If you’ve inherited a high risk for breast cancer and you’re considering preventive mastectomy, you’ll be interested in the results of new research about nipple-sparing mastectomy (NSM) among women with a BRCA1 or BRCA2 mutation.
Once considered to be risky and unwise, NSM has been vindicated as a safe procedure for most women. Lot of data in the past few years bears this out. In fact, as research further reinforces that NSM is indeed a viable option for women facing mastectomy, the medical community is finding that eligibility for NSM extends to more women than first thought.
First and foremost, nipple-preserving mastectomy has been found to be just as effective as less conservative procedures that remove the nipple. Some physicians, however, resolutely insist that NSM is folly for women who have preventive mastectomy as a way to reduce their extraordinarily high hereditary risk of developing breast cancer—they argue that because most breasts cancers develop in the breast ducts, it doesn’t make sense to remove the breast but leave behind the nipple and its associated ducts. Increasingly, however, evidence suggests that ductal tissue where most breast cancers develop is located deeper in the breast, while the nipple is primarily composed of skin cells.

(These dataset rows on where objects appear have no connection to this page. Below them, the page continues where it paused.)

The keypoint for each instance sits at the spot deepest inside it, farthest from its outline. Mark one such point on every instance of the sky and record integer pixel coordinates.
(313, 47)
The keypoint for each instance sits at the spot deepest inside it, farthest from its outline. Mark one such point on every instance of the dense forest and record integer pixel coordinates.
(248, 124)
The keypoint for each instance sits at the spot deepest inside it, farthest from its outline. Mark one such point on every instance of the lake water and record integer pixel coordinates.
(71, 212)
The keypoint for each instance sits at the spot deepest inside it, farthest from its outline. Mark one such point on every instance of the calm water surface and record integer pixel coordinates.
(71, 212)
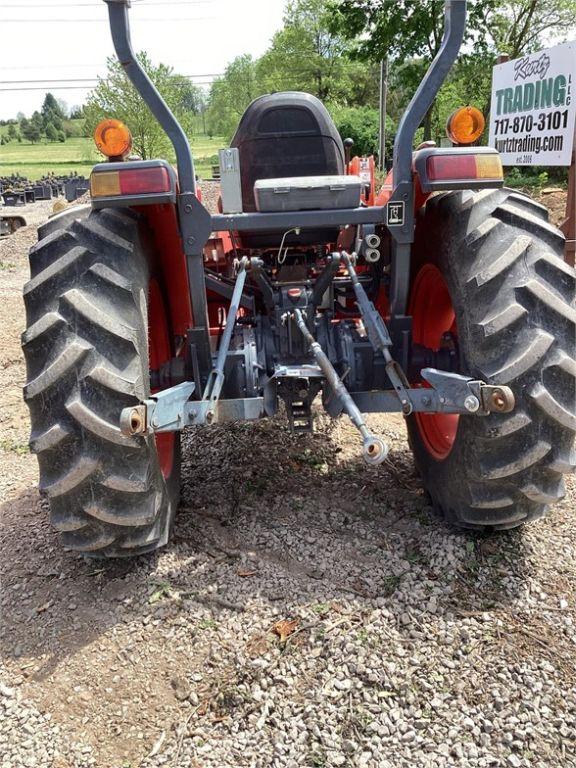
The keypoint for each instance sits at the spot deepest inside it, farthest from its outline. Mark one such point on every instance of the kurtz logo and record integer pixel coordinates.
(525, 68)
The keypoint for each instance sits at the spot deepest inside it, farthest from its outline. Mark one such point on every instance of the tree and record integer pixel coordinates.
(52, 132)
(115, 96)
(409, 34)
(308, 55)
(231, 94)
(30, 131)
(521, 26)
(362, 125)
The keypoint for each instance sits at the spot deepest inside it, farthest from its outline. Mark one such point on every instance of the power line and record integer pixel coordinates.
(89, 79)
(22, 6)
(76, 66)
(74, 87)
(101, 21)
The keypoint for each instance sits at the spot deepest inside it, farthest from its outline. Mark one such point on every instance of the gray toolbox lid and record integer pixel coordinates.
(307, 192)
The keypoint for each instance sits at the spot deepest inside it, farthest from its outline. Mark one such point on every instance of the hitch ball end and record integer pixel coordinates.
(133, 420)
(374, 450)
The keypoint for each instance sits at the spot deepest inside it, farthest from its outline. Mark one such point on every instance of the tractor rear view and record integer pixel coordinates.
(442, 296)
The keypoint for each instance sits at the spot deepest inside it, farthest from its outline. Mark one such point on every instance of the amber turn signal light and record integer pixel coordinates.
(113, 138)
(465, 125)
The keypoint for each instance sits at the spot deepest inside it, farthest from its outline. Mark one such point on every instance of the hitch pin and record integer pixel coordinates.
(374, 449)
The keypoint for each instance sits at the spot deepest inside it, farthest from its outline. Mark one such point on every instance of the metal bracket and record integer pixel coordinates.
(461, 394)
(163, 412)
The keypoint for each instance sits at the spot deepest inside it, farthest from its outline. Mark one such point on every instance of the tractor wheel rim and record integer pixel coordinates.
(160, 352)
(432, 316)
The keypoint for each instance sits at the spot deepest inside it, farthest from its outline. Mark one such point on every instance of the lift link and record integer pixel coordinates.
(216, 377)
(374, 449)
(379, 337)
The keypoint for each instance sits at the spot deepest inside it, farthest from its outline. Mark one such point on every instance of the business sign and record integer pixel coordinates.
(533, 107)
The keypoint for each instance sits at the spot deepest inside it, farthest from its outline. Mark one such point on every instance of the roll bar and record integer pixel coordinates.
(454, 24)
(120, 29)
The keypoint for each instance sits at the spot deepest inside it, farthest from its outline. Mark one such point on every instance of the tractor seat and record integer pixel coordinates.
(283, 135)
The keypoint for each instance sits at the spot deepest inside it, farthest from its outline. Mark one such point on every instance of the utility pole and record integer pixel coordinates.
(382, 131)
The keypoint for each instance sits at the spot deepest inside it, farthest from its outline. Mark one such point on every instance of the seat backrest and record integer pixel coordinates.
(284, 135)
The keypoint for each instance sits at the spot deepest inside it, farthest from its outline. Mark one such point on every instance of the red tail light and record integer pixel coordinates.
(144, 181)
(444, 167)
(462, 168)
(134, 179)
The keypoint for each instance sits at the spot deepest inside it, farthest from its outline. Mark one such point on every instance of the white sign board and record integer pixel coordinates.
(533, 107)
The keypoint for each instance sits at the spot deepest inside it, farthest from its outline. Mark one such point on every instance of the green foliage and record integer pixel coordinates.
(52, 132)
(409, 35)
(231, 94)
(307, 56)
(362, 125)
(30, 130)
(115, 96)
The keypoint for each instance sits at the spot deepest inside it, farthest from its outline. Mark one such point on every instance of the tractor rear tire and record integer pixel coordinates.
(87, 357)
(513, 300)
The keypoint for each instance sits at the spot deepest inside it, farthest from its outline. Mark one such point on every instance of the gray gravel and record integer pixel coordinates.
(412, 645)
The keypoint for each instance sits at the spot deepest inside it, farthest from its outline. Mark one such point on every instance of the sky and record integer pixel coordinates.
(63, 42)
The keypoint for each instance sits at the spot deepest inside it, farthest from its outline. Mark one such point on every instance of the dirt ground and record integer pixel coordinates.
(167, 660)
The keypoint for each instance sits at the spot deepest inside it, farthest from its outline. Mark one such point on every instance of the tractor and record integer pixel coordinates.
(440, 295)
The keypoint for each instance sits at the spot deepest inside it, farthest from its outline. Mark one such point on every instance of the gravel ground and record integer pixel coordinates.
(309, 612)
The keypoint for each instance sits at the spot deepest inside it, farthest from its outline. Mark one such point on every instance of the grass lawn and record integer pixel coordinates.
(80, 154)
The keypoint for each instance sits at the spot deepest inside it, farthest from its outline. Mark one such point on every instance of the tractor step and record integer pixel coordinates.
(300, 415)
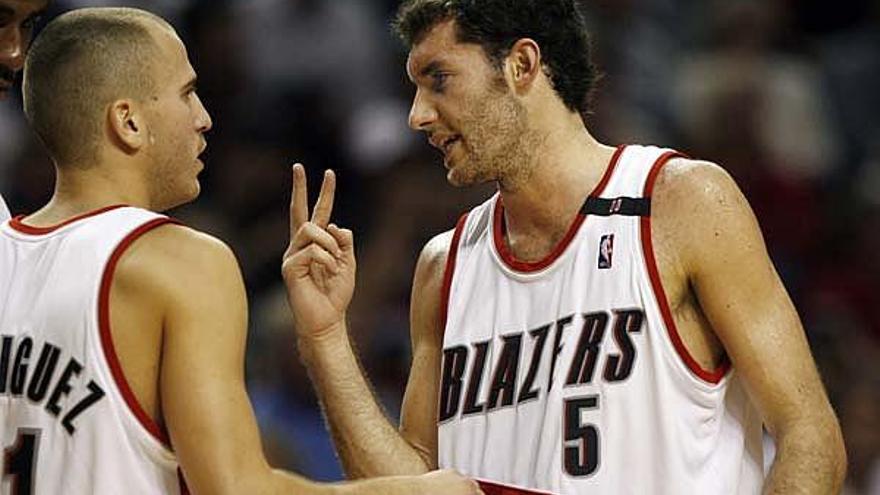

Physicians at the Mayo Clinic conducted the largest study to-date to gauge the safety and effectiveness of NSM for the BRCA community. They studied the outcomes of mastectomies performed at 9 institutions, including:
- 348 women who collectively had 551 mastectomies.
- 204 women had a BRCA1 mutation; 144 had a BRCA2 mutation.
- 203 women had preventive bilateral mastectomy; 145 had contralateral mastectomy (one breast removed prophylactically after cancer occurred in the other breast).
Breast surgeon and lead study author James Jakub, MD wrote that, "There is no question that this option of nipple-sparing mastectomy can often provide an outstanding cosmetic result and may make it easier for women who are at risk to take this preventive measure." At many institutions, the rate of NSM continues to rise. The Mayo Clinic reports that NSMs performed there rose from 8% in 2009 to approximately 30% in 2014, and continues to increase.
Although this study is small, and research regarding NSM will continue, it does point to the safety and effectiveness of NSM, which, when combined with immediate breast reconstruction, produces superior cosmetic results. (Retained nipples on the reconstructed breast typically flatten and don't retain much of their previous responsiveness). Even so, like many women, you may prefer the option of keeping a small but important aspect of your natural breasts.
Jakub J, et al. “Multi-institutional study of the oncologic safety of prophylactic nipple-sparing mastectomy in a BRCA population.” Oral presentation at the American Society of Breast Surgeons 17th Annual Meeting; April 13-18, 2016.